RingAda: Pipelining Large Model Fine-Tuning on Edge Devices with Scheduled Layer Unfreezing
Liang Li, Xiaopei Chen, Wen Wu
TL;DR
RingAda tackles the challenge of fine-tuning large transformer models on memory-constrained edge devices by combining adapter-based parameter-efficient fine-tuning with a ring-based pipeline across edge clients. It introduces a top-down adapter unfreezing strategy and a per-batch training routine that propagates through a ring of devices, enabling continuous pipelined updates while early-stopping backpropagation at the lowest unfrozen adapter layer to reduce computation. The approach achieves substantial reductions in fine-tuning time and per-device memory usage, while maintaining competitive accuracy compared to full fine-tuning or naive pipeline methods, and preserves data privacy by keeping local data on-device. This work suggests a practical path for privacy-preserving, scalable on-device personalization of large language models in edge networks.
Abstract
To enable large model (LM) based edge intelligent service provisioning, on-device fine-tuning with locally personalized data allows for continuous and privacy-preserving LM customization. In this paper, we propose RingAda, a collaborative training framework designed for fine-tuning transformer-based LMs on edge devices. Particularly, RingAda performs parameter-efficient adapter fine-tuning across a set of interconnected edge devices, forming a ring topology for per-batch training by sequentially placing frozen transformer blocks and their trainable adapter modules on the devices.
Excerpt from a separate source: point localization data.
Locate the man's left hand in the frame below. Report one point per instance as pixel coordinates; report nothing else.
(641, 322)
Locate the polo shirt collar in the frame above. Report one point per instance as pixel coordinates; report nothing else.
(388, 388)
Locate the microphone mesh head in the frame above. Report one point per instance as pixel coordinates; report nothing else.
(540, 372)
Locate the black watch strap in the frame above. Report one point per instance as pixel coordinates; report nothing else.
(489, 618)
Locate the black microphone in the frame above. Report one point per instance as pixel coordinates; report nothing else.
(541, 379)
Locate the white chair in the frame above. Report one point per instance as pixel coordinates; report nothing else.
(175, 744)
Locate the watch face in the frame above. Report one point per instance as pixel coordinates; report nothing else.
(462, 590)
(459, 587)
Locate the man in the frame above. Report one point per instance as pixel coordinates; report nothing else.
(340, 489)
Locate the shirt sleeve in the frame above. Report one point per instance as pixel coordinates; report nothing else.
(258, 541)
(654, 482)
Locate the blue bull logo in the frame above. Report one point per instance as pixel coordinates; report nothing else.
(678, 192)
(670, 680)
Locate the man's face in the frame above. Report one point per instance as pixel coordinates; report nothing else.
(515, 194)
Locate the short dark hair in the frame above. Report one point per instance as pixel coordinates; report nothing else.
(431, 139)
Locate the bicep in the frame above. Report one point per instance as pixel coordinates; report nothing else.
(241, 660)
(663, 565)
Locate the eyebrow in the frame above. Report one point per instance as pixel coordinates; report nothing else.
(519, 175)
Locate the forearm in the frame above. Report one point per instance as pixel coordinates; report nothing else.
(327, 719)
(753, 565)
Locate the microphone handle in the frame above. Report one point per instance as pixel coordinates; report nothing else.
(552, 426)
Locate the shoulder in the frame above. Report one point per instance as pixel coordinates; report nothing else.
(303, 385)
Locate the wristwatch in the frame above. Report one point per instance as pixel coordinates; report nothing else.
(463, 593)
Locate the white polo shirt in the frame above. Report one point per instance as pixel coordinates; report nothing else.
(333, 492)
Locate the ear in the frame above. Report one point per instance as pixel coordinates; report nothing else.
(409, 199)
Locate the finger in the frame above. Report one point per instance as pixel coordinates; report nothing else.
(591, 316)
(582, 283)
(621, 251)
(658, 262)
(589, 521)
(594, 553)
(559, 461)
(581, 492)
RingAda follows a novel pipeline-parallel training mechanism with top-down adapter unfreezing, allowing for early-stopping of backpropagation at the lowest unfrozen adapter layer, thereby accelerating the fine-tuning process. Extensive experimental results demonstrate that RingAda significantly reduces fine-tuning time and memory costs while maintaining competitive model performance compared to its peer designs.